Chapter Twelve: No Capes

4.1K 315 78
                                    

It occurs to me that I haven't described myself. At all. And that, probably, you see me as some freakishly tall shadow-blob, chugging coffee as she shuffles from butt-kicking to butt-kicking. Or you see pieces of yourself in me. Maybe you're a reader who slips into these words and wears my experiences like a second skin. Which is pretty dang cool to a nerd like yours truly, and even more so to the superhero I'm supposed to be. Anyone can be Red Comet, so anyone should be Onyx, too.

But if Masquerade ever really kicks my butt, I've decided it would be nice if a few devoted readers could identify my body.

"So," I say to the whirling circle on my screen. "I can't disclose my sources. But this is my first lead on the disappearance of Red Comet." I flip the phone around. You have to remember, I draft my stories on a typewriter.  I don't know how a phone works. My post got a few reads, a few comments. Most asked for proof I'm the real Onyx. The rest called me a creep. 

I hover over the warehouse behind the cottage Masquerade jumped me. It looks like a playset. A little gray toy sticking up on the green quilt forest. A little closer, and there's the hissing brown bog with the bubbles scraping the clouds before they pop on the blades of grass with several snaps in quick succession. My heart slams. I can feel the odd heartbeats, the stabbing heat in my side. In another thirty minutes I get to take a second dosage of pills to relieve the hearth that's begun to stir again in my bones. 'Cause who needs actual rest, am I right?

"See that warehouse?" I swoop down over the bog, my toes dangling just above the little hissing bubbles. The warehouse's sides are orange with a coat of rust, a few chains slung over the door and looped around the brass knob. The air reeks of acid, the metallic-tinge of sheet metal stinging my nose. I pull the sleeves of my hoodie over my fingers and yank the chains so hard they snap. "Huh," I say to the phone. "It looks like I'm a... a... " Can't think of a pun about my super-strength, so I stand there, laughing this low eh heh heh at the camera. The door creaks behind me and swings open with a painful squeal. My heart skips. I lick one finger and hold it up to the sky like all the sailors do in the old movies. The air is dead still.

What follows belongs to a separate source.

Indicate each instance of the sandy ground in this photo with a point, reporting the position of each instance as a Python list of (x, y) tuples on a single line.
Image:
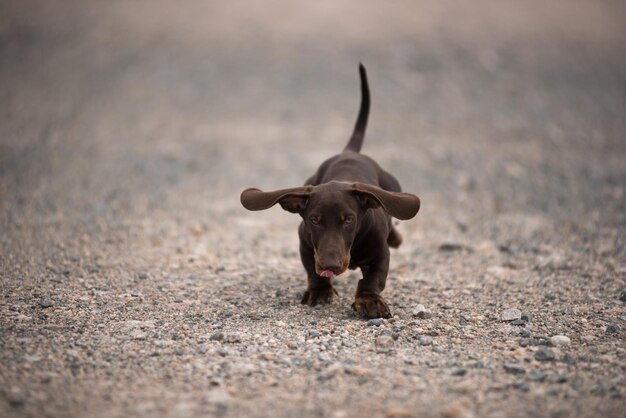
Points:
[(134, 284)]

This is where the smart people stop. They turn around, or call the police, or so something that does not include walking into the very clear trap. But I'm sure I've established that I'm not one of these smart people. Evidence is evidence, and I need it.

Someone comments that I'm stupid. "Very," I say, and take to floating, balancing on the thin web of molecules on the toes of my mud-slicked sneakers. 

The warehouse, from the inside, is everything you'd expect and wouldn't all balled in one. The roof is supported by rotting wooden rafters. You can make out the cracks in the oak, the molds and weeds peeking out through the slender 'Xs'. The ceiling is torn. Sunlight slants on the floor, painting the metal all around me with seams of gold. Filing cabinets are pressed up against the walls, manila folders piled up under my floating my feet like the dead leaves I used to jump into as a kid when I lived inland. But that's not the disturbing part, none of this is, really.

The warehouse is filled with hooks.

They dangle low on steel chains. Rusty at the tips, splattered brown. They clang like demented wind chimes when I push past them, catching in my unbrushed hair, tugging at my hoodie strings. My hands have gone clammy and cold. 

This is what it must feel like in a slaughterhouse.

The reception here is low and the live-stream is depleting my battery, so I cut it off with one last panoramic snap of the warehouse and an even quicker 'bye.' I take pictures instead, the adrenaline rush so overpowering I almost forget to miss my camera. I wade through the files. Most of them are burned or filled with holes. Of the papers I can salvage, the ink runs together, blurring the words. Half are crisp with a thin dry, brown layer. Drenched and air-dried.